In classical thermodynamics one most often restricts attention to equilibrium states , where macroscopic observables are time-independent and the system simultaneously satisfies thermal , mechanical , and (when composition can change) chemical equilibrium . Many microscopic configurations (microstates) typically correspond to a single thermodynamic state because they share the same macroscopic state variables.

Physical interpretation and statistical mechanics. In equilibrium statistical mechanics, an equilibrium thermodynamic state is represented by an ensemble: a probability measure over microstates. Macroscopic observables are modeled as random variables , and their thermodynamic values correspond to expectations (or other typical values) under that measure.

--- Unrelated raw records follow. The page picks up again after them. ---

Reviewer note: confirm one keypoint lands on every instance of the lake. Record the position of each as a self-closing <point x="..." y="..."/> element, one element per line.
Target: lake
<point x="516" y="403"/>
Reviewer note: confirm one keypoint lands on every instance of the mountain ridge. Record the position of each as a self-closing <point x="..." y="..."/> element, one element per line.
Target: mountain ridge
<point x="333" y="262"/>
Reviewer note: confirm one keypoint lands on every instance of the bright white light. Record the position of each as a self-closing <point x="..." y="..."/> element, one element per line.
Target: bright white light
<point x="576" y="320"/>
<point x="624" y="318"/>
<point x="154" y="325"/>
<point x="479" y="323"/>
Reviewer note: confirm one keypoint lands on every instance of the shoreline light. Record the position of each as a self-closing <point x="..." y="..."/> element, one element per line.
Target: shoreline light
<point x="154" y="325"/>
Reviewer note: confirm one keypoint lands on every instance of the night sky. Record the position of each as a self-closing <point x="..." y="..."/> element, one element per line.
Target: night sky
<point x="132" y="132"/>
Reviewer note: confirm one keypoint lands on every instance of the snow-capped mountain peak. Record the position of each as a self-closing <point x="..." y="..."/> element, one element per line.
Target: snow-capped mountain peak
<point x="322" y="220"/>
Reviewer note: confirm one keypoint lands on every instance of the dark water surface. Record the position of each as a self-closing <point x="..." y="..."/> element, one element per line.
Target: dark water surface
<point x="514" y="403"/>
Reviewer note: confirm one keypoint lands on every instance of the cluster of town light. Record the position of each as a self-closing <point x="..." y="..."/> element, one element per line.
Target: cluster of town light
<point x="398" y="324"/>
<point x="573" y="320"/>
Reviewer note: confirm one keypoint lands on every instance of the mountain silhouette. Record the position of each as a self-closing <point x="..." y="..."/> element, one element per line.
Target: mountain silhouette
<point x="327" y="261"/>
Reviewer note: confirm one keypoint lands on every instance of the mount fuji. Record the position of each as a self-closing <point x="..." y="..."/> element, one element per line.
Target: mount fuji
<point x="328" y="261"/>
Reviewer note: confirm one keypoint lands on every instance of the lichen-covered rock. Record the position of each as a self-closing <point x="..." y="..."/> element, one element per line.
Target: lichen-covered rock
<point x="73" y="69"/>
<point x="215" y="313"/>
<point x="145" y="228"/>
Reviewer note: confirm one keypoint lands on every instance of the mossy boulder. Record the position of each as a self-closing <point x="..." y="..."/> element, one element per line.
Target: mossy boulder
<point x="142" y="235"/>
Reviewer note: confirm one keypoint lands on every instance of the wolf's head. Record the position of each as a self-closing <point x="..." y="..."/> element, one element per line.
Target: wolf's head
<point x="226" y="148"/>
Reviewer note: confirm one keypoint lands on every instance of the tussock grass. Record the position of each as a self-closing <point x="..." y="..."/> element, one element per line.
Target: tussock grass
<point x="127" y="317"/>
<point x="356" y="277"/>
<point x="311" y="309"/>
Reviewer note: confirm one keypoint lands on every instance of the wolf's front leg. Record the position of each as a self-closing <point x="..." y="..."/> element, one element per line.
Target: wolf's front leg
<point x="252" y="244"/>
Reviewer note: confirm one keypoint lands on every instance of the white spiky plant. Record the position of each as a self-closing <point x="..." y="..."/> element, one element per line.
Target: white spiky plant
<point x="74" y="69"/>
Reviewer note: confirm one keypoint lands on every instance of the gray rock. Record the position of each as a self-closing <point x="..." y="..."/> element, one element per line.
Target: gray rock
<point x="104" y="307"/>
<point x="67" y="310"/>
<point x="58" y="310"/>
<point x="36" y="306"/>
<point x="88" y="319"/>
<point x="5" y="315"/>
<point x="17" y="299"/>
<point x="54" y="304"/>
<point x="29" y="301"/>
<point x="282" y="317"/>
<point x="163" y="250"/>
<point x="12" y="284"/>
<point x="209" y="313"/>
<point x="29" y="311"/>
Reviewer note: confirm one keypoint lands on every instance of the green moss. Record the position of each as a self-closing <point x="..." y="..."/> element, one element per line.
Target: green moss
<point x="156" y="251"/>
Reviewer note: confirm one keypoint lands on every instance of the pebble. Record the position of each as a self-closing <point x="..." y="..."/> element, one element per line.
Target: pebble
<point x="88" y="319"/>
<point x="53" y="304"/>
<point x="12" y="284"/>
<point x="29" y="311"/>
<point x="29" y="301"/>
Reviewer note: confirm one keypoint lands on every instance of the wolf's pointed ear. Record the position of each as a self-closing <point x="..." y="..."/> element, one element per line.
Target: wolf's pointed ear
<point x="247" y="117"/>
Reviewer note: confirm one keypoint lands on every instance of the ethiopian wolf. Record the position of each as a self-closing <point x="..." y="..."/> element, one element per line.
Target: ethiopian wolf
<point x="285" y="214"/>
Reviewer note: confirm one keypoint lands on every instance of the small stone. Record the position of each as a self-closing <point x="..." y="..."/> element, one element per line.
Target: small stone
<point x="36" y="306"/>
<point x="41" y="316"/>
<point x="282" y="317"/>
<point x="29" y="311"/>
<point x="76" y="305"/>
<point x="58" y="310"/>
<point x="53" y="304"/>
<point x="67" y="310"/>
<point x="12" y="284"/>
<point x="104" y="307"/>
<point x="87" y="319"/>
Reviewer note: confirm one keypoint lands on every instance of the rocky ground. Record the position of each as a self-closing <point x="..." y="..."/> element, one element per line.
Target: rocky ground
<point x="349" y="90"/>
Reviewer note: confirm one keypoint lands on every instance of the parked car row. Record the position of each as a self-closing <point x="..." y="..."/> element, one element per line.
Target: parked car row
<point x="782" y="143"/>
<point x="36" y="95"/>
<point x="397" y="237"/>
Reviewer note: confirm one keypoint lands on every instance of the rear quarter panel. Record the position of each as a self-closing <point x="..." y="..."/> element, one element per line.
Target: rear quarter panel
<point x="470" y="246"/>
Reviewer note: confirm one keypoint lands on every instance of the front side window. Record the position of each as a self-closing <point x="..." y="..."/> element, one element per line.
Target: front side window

States and processes. The set of admissible states forms a state space. A thermodynamic process is a path through this space, while a cyclic process is a closed path returning the system to the same state. A quasistatic process idealizes a process as a continuous sequence of equilibrium states, so state variables remain well-defined along the path.

State postulate (common form). For a simple compressible single-component system of fixed composition, an equilibrium state can be specified by two independent state variables (for example, temperature and volume , or pressure and temperature), together with an equation of state and a fundamental relation . Quantities determined solely by the state are state functions , while transfers such as heat and work are path functions .